ENGL 349U/398U Tracking Contemporary Trickster

Examines archetypal tricksters in literature, mythology, and cultural history in an effort to identify contemporary tricksters. Begins study with Hermes, Eshu, Coyote and more, then shifts to identifying potential contemporary tricksters from across the globe. Analysis of old media, like texts and the oral tradition, and new media, like film and social media, fleshes out characteristics of the trickster archetype as it applies to the modern age.

  • Sample syllabus
  • Last taught: Spring 2013
  • Selected Topics course (ENGL 398U) turned into permanent course following Academic Council approval.
  • Course focuses on a multimodal, multimedia, interdisciplinary approach to understanding the trickster principle and applying that understanding to tracing trickster behavior in contemporary society and culture.
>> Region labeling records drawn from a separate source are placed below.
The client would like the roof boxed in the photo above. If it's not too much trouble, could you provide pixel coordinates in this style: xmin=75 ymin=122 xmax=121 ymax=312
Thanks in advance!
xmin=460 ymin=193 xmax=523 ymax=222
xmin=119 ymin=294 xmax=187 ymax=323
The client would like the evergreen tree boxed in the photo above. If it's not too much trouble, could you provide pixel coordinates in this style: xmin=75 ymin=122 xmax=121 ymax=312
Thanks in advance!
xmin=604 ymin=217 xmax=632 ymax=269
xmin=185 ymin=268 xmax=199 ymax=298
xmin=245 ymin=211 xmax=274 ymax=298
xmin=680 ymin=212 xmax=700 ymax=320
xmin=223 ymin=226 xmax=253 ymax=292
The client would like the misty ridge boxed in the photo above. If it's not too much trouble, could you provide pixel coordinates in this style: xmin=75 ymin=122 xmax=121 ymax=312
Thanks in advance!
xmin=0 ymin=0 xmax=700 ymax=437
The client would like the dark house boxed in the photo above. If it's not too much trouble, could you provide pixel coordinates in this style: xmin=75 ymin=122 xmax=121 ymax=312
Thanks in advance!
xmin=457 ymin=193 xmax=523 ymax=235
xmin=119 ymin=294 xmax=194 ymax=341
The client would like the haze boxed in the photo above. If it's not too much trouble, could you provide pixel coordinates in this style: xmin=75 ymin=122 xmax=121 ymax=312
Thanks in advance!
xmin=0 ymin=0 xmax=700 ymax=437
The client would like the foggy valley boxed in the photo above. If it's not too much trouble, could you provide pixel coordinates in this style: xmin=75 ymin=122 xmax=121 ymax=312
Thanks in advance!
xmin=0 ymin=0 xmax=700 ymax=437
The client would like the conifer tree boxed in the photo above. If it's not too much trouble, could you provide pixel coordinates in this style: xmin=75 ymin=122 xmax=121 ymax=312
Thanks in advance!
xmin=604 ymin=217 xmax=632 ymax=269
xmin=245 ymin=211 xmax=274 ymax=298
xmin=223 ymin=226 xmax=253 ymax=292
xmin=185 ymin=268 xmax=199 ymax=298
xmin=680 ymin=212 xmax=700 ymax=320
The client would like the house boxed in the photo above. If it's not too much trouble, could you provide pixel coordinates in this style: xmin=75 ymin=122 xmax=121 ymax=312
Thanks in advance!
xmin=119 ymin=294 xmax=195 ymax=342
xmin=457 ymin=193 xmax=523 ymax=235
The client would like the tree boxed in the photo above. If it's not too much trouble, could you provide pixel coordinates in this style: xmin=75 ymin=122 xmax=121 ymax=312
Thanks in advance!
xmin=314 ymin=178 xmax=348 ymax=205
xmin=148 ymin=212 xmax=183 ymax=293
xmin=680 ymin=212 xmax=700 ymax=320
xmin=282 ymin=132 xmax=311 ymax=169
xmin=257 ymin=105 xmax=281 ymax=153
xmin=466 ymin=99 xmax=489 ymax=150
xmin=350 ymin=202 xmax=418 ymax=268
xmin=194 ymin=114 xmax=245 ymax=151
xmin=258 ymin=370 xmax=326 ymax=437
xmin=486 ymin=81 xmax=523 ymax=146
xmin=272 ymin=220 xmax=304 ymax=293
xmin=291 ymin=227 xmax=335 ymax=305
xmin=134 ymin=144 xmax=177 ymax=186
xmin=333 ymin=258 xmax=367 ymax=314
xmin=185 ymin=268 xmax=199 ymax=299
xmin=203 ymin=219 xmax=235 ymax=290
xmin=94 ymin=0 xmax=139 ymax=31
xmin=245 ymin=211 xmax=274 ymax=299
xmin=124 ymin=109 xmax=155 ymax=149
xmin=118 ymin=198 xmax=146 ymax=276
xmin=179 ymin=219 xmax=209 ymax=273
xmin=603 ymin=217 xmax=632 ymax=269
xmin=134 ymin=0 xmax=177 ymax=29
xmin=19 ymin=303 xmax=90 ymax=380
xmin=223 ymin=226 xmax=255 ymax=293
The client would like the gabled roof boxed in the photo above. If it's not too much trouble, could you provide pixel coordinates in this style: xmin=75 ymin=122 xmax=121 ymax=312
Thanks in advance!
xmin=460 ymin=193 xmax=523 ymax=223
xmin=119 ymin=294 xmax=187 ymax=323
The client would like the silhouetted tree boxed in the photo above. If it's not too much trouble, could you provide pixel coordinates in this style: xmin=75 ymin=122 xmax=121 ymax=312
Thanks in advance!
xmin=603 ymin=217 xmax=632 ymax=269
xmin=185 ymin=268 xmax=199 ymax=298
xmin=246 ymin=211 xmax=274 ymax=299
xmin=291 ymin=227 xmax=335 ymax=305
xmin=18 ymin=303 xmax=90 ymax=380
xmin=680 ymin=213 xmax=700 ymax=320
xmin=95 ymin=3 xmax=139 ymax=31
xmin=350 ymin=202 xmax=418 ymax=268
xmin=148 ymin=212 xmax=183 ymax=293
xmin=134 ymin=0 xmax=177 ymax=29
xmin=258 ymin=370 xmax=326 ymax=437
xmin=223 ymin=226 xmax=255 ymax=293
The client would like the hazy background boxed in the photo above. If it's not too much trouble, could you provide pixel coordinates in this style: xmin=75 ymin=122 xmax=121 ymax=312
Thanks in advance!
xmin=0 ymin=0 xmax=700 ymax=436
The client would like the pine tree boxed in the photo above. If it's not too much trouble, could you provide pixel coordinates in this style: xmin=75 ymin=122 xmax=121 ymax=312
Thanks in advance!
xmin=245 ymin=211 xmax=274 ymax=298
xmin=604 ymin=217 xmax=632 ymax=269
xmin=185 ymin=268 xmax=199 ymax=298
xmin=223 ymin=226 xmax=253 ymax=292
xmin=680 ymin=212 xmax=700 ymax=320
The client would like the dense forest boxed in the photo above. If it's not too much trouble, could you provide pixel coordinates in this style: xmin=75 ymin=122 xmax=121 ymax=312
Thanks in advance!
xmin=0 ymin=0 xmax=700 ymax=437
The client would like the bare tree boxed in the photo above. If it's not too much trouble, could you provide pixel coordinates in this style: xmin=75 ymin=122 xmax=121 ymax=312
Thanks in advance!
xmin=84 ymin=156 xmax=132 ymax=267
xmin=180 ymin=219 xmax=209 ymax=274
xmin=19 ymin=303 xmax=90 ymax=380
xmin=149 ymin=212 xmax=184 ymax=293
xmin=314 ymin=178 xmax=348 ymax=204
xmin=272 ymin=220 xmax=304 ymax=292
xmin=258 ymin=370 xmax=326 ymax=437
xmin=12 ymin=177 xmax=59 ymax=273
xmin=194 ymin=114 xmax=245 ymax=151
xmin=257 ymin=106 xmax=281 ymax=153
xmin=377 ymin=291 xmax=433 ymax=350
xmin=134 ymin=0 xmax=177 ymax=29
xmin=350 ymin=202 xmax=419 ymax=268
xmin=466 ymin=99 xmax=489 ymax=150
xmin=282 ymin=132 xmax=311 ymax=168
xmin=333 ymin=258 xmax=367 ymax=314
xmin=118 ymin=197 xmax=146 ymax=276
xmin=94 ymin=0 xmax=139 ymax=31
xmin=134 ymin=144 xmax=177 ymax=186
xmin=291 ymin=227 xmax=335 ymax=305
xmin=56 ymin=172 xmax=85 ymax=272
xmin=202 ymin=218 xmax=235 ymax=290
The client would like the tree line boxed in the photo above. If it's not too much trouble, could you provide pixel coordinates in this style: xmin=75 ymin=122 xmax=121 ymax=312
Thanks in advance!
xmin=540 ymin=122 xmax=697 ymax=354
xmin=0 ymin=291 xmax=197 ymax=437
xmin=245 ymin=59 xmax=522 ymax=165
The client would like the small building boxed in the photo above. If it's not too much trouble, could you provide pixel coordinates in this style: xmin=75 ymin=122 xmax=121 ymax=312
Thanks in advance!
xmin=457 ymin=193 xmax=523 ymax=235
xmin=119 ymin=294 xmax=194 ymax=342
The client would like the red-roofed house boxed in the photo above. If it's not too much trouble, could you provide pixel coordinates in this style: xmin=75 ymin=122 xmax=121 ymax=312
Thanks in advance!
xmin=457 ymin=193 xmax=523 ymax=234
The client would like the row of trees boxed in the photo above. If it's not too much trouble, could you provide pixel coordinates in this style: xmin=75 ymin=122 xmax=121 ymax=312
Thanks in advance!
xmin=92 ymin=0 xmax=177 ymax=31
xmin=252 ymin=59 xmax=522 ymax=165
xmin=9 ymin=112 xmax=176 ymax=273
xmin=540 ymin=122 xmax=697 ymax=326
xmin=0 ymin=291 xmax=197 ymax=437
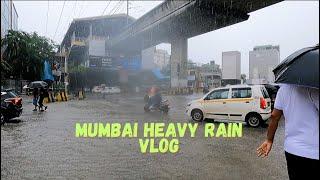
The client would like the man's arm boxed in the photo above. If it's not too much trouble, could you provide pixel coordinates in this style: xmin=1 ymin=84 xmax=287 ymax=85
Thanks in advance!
xmin=257 ymin=109 xmax=283 ymax=157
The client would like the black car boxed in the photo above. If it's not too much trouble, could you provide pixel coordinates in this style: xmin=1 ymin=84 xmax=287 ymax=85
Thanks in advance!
xmin=1 ymin=90 xmax=23 ymax=124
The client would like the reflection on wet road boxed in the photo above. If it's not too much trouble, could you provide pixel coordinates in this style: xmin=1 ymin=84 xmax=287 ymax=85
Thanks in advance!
xmin=1 ymin=95 xmax=288 ymax=179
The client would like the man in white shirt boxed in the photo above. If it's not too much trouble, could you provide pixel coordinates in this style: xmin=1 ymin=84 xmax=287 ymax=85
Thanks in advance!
xmin=257 ymin=84 xmax=320 ymax=180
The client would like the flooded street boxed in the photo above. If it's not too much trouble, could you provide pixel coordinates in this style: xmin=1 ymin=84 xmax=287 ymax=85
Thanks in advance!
xmin=1 ymin=95 xmax=288 ymax=179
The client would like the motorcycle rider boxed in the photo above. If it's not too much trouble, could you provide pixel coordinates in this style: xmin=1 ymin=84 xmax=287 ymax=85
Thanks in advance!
xmin=145 ymin=86 xmax=162 ymax=111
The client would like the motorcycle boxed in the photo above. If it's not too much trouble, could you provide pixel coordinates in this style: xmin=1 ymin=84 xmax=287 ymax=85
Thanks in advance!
xmin=144 ymin=100 xmax=170 ymax=114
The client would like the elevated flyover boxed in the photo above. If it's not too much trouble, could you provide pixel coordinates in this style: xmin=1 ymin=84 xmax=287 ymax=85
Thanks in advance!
xmin=106 ymin=0 xmax=281 ymax=87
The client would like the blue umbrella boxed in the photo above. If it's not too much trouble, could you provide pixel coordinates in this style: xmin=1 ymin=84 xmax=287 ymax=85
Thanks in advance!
xmin=273 ymin=45 xmax=319 ymax=89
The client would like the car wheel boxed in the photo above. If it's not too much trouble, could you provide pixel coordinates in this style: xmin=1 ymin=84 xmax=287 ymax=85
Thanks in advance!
xmin=191 ymin=109 xmax=203 ymax=121
xmin=246 ymin=114 xmax=261 ymax=127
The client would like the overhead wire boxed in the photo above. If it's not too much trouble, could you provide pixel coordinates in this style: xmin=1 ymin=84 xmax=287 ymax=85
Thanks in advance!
xmin=109 ymin=1 xmax=123 ymax=15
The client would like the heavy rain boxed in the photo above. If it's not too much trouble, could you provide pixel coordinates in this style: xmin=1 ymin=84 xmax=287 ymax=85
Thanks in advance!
xmin=1 ymin=0 xmax=319 ymax=180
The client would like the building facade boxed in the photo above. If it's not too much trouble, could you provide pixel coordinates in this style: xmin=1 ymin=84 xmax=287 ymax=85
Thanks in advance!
xmin=249 ymin=45 xmax=280 ymax=84
xmin=201 ymin=61 xmax=221 ymax=88
xmin=222 ymin=51 xmax=241 ymax=80
xmin=141 ymin=47 xmax=170 ymax=70
xmin=1 ymin=0 xmax=18 ymax=38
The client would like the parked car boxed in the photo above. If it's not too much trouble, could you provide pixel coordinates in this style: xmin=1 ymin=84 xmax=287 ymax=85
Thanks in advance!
xmin=1 ymin=90 xmax=23 ymax=124
xmin=92 ymin=86 xmax=103 ymax=93
xmin=186 ymin=85 xmax=271 ymax=127
xmin=101 ymin=87 xmax=121 ymax=94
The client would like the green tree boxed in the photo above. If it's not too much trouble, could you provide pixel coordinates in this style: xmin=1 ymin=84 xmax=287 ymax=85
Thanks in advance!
xmin=1 ymin=30 xmax=55 ymax=80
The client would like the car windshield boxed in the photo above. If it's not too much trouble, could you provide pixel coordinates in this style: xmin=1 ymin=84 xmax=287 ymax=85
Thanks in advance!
xmin=261 ymin=87 xmax=270 ymax=98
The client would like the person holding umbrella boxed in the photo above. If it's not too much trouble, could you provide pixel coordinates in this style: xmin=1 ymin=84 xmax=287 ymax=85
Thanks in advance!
xmin=32 ymin=88 xmax=39 ymax=111
xmin=257 ymin=46 xmax=320 ymax=180
xmin=29 ymin=81 xmax=48 ymax=111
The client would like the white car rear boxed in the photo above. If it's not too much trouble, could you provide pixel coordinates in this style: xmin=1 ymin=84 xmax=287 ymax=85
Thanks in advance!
xmin=186 ymin=85 xmax=271 ymax=127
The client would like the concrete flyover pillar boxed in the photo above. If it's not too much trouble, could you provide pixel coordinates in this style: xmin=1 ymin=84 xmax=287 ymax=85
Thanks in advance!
xmin=170 ymin=38 xmax=188 ymax=88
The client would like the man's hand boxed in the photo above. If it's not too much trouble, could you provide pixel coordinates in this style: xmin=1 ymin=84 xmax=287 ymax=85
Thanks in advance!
xmin=257 ymin=140 xmax=273 ymax=157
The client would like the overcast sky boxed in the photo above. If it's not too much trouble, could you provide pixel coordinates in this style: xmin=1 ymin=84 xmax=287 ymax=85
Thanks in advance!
xmin=14 ymin=0 xmax=319 ymax=74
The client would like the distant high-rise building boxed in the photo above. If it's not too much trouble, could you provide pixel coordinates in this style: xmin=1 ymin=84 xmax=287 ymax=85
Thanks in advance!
xmin=1 ymin=0 xmax=18 ymax=38
xmin=249 ymin=45 xmax=280 ymax=84
xmin=142 ymin=47 xmax=170 ymax=70
xmin=154 ymin=49 xmax=170 ymax=69
xmin=222 ymin=51 xmax=241 ymax=80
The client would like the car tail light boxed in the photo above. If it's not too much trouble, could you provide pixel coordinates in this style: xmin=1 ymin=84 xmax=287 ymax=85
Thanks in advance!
xmin=11 ymin=98 xmax=22 ymax=106
xmin=260 ymin=97 xmax=267 ymax=109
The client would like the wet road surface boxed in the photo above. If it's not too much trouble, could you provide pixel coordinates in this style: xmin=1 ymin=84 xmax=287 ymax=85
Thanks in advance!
xmin=1 ymin=95 xmax=288 ymax=179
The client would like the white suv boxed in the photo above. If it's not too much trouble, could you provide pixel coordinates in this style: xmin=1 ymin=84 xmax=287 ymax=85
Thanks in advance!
xmin=186 ymin=85 xmax=271 ymax=127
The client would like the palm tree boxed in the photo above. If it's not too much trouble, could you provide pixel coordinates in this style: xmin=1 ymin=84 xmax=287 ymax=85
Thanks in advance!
xmin=1 ymin=30 xmax=55 ymax=80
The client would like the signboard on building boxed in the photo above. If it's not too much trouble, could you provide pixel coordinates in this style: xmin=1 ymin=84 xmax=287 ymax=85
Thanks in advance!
xmin=117 ymin=56 xmax=141 ymax=71
xmin=89 ymin=56 xmax=116 ymax=69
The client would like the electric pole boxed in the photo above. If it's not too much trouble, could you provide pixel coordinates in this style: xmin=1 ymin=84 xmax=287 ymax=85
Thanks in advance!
xmin=127 ymin=0 xmax=129 ymax=25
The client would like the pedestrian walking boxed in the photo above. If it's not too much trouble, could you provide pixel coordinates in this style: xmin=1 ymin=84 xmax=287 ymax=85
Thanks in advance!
xmin=39 ymin=87 xmax=48 ymax=111
xmin=257 ymin=84 xmax=320 ymax=180
xmin=32 ymin=88 xmax=39 ymax=111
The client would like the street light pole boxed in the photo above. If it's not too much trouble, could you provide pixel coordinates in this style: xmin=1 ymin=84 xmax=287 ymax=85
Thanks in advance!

ENGL 398U ST: Business & Professional Communication

Introduces a rhetorical approach to the techniques and types of communication in professional contexts, including correspondence and reports. Designed to strengthen skills of effective business and professional communication in oral and written modes across multiple media. Prepares students to write professionally for audiences within and outside a corporation or nonprofit enterprise.

  • Sample syllabus
  • Last taught: Spring 2019
  • Selected Topics course (ENGL 398U) designed for junior- and senior-level majors in applied degrees: Human Resource Management, Information Security, IT Management, and Paralegal Studies.
  • Developed in response to request for professional communications course for applied majors seeking to seek promotion or advance in their careers.
  • Graduate session for professional secondary educators planned for Spring 2020.

ENGL 598U ST: Business & Professional Communication

Introduces a rhetorical approach to the techniques and types of communication in professional contexts, including correspondence and reports. Designed to strengthen skills in effective business and professional communication in oral and written modes across multiple media. Prepares students to write professionally for audiences within and outside a corporation or nonprofit enterprise.

  • Sample syllabus
  • Last taught: Summer 2020
  • Selected Topics course serves as an elective for students in the Master of Human Resource Management and Master of Liberal Arts programs.
  • Developed in response to a need to professional communication coursework for working professionals earning advanced degrees.

ENGL 598U ST: Theories of Modern Rhetoric

Survey of contemporary theories of rhetoric. Covers the proliferation of rhetorical theories surrounding changing understanding of rhetorical agency, from personal to social to mechanistic to assemblage. Special focus on post-human agency as it applies to composing.

  • Sample syllabus
  • Last taught: Fall 2019
  • Graduate course (ENGL 598U) offered to professional secondary educators
  • Provides post-master’s students credentials to teach dual-enrollment secondary/post-secondary coursework in partnership with local community college.

HUM 346U The History of Human Expression

Examination of the arts in their wide variety: visual, literary, plastic and melodic.

  • Sample syllabus
  • Last taught: Spring 2012
  • 6-hour course, one of ten courses in the Weekend College interdisciplinary studies major.
  • Traced broad strokes of creative expression from the pre-Hellenic Greeks to the postmodernists.

HUM 598U ST: Research Methods

Introduces a range of research methodologies used in humanities and social science fields. Covers literary, cultural, and historical methods of inquiry along with empirical qualitative, quantitative, and mixed methods. Addresses digital research and information literacy through reading, interpreting, and evaluating scholarship. Provides approaches to planning, implementing, and evaluating research.

  • Sample syllabus
  • Last taught: Fall 2020
  • Graduate methods course offered as the initial class in the Master of Liberal Arts.
  • Designed to be broadly applicable across multiple programs, introducing both humanistic and social scientific research approaches and methods.